Just another example of how things are misunderstood between people of nations and cultures who speak different languages. It also happens between individuals who think they are speaking the same language.

Wednesday, November 2, 2011

Germany

I told Wally I wanted to go to Paris. Instead, he brought home tickets to Frankfurt. So my first European trip began in Germany.

If I made a list of places I wanted to visit, Germany would not even be on the list. I was a teenager during World War II, when the Germans were destroying Europe. My brain held pictures of bombed cities and piles of dead Jews in concentration camps. I did not want to go there.

In later years I traveled to many places. When I arrived at a place I read about, it never was exactly as I envisioned it. That first trip to Germany was a total surprise.

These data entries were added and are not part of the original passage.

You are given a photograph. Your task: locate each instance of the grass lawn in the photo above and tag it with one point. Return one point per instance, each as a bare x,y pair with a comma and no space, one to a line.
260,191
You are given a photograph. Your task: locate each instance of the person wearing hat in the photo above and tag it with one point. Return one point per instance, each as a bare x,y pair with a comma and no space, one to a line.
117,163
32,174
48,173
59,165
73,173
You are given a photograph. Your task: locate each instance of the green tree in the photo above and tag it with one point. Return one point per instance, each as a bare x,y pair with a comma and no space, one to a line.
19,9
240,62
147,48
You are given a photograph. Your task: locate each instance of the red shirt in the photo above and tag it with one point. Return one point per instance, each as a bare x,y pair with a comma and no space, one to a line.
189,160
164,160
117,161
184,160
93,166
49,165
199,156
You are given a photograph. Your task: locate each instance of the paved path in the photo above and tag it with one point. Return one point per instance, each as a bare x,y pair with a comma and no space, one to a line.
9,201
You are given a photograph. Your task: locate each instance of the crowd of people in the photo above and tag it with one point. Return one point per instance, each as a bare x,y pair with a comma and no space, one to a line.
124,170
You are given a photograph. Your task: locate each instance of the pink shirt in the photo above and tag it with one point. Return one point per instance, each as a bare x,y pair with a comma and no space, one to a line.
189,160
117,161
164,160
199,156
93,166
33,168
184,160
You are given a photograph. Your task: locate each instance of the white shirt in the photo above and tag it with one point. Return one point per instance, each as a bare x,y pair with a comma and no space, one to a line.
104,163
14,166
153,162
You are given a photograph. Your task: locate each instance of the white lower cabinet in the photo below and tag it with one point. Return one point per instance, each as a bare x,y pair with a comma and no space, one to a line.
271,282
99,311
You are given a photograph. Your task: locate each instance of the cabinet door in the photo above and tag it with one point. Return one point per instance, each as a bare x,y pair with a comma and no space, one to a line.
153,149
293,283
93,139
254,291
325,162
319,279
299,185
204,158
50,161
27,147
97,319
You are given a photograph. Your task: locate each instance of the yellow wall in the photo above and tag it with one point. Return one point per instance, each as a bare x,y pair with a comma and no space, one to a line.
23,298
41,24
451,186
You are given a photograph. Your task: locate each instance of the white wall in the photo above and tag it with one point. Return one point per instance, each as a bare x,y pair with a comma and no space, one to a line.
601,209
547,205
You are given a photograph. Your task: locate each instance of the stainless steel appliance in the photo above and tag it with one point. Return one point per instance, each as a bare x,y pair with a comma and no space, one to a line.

David and I spent several nights in Frankfurt, sightseeing in the city and venturing on day trips in the countryside, returning each evening for dinner with Karl. From studying history I knew that Germany had been torn by war after war since the original tribes clashed with the Romans. In World War II, British and American bombs (that’s us) destroyed all the German cities, leaving factories and houses as burned-out shells or piles of rubble. .

The big surprise in 1978 was I saw no evidence that there had ever been a war. Instead, I saw picturesque villages, with flower boxes at every window, each set against a backdrop of a castle on the hill, looking like pictures in a child’s book of fairy tales.

I remember little of Frankfurt. The cathedral had several big wooden altarpieces with panels filled with dozens of little figures telling Bible stories. On the table in a large “Last Supper” the little wooden fishes, apples, and loaves of bread, carved in high relief, were so real they looked like I could pick them off and carry them away in my oversize purse.

We went to Goethe’s house, which gave me an idea of how upper middle-class Germans lived in the 19th Century. Comfortable, but dark, with heavy furniture, carved with scrolls and lion paws for feet. I pictured a society of fat, complacent burghers. Probably another mental distortion.

David and I also visited a big hall with portraits of all the kings of Germany. The biggest portrait, on the end wall, was a 10-foot high man in Medieval dress labeled “Karl der Grosser”. After that, I couldn’t think of Charlemagne without associating him with a grocery store.

Yes, Germany was full of surprises. Frankfurt was only the beginning.